Will increasing teachers’ salaries keep them in the classroom

Schools have always faced a high level of attrition. About 30% of teachers leave within their first five years of employment.
Now, hoping to keep them in the classroom, many governors are offering pay raises. For example, in Alabama, Republican Governor – and former high school teacher – Kay Ivey proposed a 4% raise. That would bring the starting salary for teachers there to around $43,000 a year.
If one state raises teachers’ salaries, others are likely to too, according to Jacob Vigdor, who studies education policy as a professor at the University of Washington.
“There’s a little element of an arms race going on,” he said.
It is difficult to recruit teachers without a competitive salary, he added. It’s also because they could make more money doing something else.
A study by the Economic Policy Institute found that public school teachers earn about 20% less than other workers with the same levels of experience and education.
“Teachers don’t do their jobs to get rich,” said Lawrence Mishel, a labor economist at the Economic Policy Institute and one of the study’s authors. “But they expect to be able to support the family, have a home and send their own kids to college.

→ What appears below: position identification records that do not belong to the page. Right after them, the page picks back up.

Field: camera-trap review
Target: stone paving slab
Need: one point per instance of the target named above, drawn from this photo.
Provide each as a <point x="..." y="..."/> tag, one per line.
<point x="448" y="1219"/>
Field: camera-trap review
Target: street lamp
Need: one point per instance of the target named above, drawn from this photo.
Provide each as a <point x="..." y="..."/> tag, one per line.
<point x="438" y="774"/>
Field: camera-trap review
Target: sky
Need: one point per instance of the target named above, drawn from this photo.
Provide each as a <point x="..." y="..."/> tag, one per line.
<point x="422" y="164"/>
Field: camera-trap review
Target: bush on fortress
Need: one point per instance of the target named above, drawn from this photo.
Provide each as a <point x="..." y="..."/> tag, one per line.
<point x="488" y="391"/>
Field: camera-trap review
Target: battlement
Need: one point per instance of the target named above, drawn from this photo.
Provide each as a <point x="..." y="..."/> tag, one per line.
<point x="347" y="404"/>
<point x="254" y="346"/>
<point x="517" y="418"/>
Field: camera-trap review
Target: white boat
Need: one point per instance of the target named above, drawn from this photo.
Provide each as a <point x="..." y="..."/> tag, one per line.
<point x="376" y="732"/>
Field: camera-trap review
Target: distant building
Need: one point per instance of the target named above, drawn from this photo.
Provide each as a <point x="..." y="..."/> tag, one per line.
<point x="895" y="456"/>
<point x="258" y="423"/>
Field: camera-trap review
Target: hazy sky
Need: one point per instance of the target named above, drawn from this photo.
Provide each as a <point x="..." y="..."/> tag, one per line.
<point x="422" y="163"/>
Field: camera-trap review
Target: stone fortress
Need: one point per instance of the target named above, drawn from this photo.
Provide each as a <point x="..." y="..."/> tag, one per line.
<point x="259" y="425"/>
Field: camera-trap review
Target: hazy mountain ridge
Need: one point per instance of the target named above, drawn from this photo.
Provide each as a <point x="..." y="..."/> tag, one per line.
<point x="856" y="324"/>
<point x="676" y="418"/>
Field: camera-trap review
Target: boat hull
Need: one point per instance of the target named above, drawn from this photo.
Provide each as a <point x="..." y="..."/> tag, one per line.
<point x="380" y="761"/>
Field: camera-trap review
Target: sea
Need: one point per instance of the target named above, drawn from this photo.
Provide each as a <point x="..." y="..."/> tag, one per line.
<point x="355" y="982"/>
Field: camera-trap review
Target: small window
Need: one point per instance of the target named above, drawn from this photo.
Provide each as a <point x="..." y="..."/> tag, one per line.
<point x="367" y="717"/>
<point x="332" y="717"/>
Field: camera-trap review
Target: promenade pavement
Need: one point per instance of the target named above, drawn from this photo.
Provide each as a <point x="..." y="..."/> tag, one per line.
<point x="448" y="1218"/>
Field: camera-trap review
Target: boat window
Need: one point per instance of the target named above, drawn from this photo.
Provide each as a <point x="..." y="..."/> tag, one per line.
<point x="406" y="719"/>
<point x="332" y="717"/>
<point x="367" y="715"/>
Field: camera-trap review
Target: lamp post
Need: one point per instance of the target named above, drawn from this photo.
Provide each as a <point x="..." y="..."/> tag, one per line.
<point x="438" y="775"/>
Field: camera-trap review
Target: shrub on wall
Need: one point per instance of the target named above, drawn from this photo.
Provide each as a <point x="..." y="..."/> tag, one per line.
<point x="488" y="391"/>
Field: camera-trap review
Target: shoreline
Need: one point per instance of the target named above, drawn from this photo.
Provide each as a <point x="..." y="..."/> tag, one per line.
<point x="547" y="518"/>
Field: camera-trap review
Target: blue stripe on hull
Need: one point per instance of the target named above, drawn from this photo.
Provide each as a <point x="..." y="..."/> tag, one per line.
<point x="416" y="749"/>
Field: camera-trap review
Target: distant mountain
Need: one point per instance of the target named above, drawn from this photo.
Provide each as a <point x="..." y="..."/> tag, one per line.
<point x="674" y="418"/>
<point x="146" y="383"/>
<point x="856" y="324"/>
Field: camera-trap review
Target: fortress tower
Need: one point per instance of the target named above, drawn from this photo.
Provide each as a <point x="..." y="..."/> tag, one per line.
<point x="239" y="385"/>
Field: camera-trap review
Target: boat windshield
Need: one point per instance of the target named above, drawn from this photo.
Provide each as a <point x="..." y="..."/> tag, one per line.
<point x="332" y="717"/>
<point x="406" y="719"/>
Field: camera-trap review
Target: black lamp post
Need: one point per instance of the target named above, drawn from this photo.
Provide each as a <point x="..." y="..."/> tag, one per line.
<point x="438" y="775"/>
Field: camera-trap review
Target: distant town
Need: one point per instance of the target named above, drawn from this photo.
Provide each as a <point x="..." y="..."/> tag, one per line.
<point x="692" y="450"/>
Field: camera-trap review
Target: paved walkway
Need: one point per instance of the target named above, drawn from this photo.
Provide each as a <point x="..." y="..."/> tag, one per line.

And I think it’s extremely difficult.
“We need to close this gap, this penalty gap for teachers,” said Randi Weingarten, president of the American Federation of Teachers. It is a union with 1.7 million members, many of whom are educators.
Weingarten said we need seasoned teachers in the classroom. “I speak now from my own experience: you are a better teacher in the third year than in the first year. We need to keep teachers teaching.
And Weingarten said we have to respect that experience. It is also essential to retain teachers.